Founded in 1990, Teatro Vista is another non-profit theater organization in Chicago that focuses on equal opportunities and representation for Latinx and other minority thespians. You’ll find productions with one-of-a-kind plots that aim to be more unique than the last. You can find digital content and their current production schedule online. You may also be able to see their productions during the Chicago International Latino Theater Festival.
Where to Eat in Central Chicago
Cruz Blanca Brewery
We knew Cruz Blanca Brewery was a local favorite as soon we walked in. Even on a Tuesday night, every seat was full. With that being said, we recommend making a dinner reservation and arriving on time. Its on-site brewery incorporates Mexican flavors to wash down all of your favorite Mexican dishes. We ordered their Cali Burrito, Chorizo Queso Fundido, and Barbacoa Tacos alongside a cup of La Floridita and a Oaxacan Old-Fashioned. Snag something to-go from their selection of six packs and large cans on your way out!
Nestled in a quieter part of downtown Chicago is the Cuban cafe, Cafecito. Their pancakes are sweet and soft enough that you won’t even need syrup! Their menu also has a large sandwich selection, as well as vegan menu items, and Cuban coffee.
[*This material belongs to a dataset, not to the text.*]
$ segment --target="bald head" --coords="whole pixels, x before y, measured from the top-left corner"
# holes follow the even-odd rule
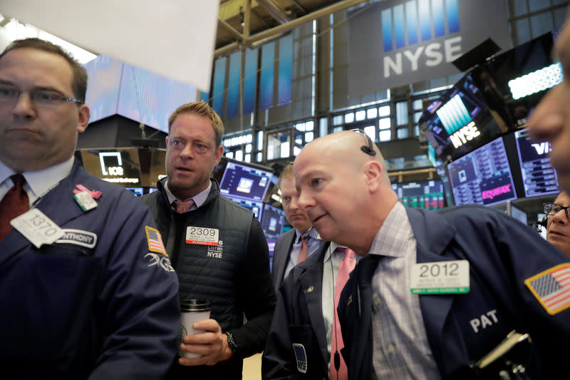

Their sandwiches have ranked in Chicago magazines over the last few years, specifically their Cubano. We got lucky and made it in time for breakfast, so we ordered Rojo y Blanco pancakes with a guava glaze and white chocolate sauce, as well as the Abuelita pancakes with chocolate chips, cinnamon, churros, and chocolate sauce. Of course, we couldn’t go without the classic café con leche as well.
One of two concepts by Chef Carlos Gaytán you can find in Chicago, Tzuco serves an array of dishes inspired by Chef Gaytán’s renewed understanding of his Mexican heritage fused with his expertise in French cuisine. He was actually the first Mexican chef to be awarded a Michelin Star, first in 2013, and again in 2014!
To start, we ordered the Pulpo Enamorado (Guajillo roasted octopus with salsa macha, pickled carrot, pea, potato, and tonnato aioli) and the Mushroom Cazuela (oysters with shiitake cremini mushrooms, salsa macha, goat cheese, and warmed corn tortillas). We finished with the Cochinita Pibil (Guerrero-style pork shank with a black bean purée, pickled red onion, and habanero salsa with a side of warm corn tortillas) and the dessert off the special’s menu: the Pumpkin (a realistic, mini pumpkin made with roasted pumpkin, dark chocolate, spices, and maple with Gruyère cheese ice cream).